Ten years old when she entered the best high school for African Americans in the state, Katherine was inspired by her principal, who encouraged her interest in math and astronomy. After high school she won a full scholarship to West Virginia State College, graduating at age 18 with bachelor’s degrees in mathematics and French in 1937. Although one of her professors, W.W. Schiefflin Claytor, one of the first blacks to earn a Ph.D. in mathematics, had piqued her interest in mathematical research, job opportunities in that field would have been virtually nonexistent for an African-American woman at that time.

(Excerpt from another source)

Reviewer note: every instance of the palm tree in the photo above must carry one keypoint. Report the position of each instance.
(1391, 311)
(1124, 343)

With no interest in nursing, she chose the only other route available for black women with degrees in science in the 1930s: teaching. She taught in both West Virginia and Virginia, experiencing in the latter state a harsher version of Jim Crow than she had grown up with. She also married James Francis Goble, raised three children with him and nursed him through a prolonged illness until his death in 1956. In 1959 she married a Korean War veteran, Lt. Col. James A. Johnson.
By then Katherine Johnson had been working for NASA at Langley for six years. She began there in 1953 with the National Advisory Committee for Aeronautics as part of its pool of female “computers”—akin to a secretarial pool—who performed the mathematical calculations once performed by aeronautic engineers. Women had been, in Johnson’s memorable phrase, “computers with skirts” since 1935. During World War II, NACA also began hiring African-American women with degrees in math and science as part of President Franklin Roosevelt’s Executive Order 8802, which prohibited racial discrimination in hiring within the U.S. defense industry and established a precedent for future civil rights laws.
Johnson became the first woman and first person of color in the Space Task Force to perform mathematical calculations for the National Aeronautics and Space Administration when it replaced NACA in 1958. Johnson impressed her new colleagues with her knowledge of analytical geometry and got them to see her as an equal by standing her ground when it mattered, notably by insisting that she attend higher-level meetings and briefings because, as she pointed out, there was no law to prevent it.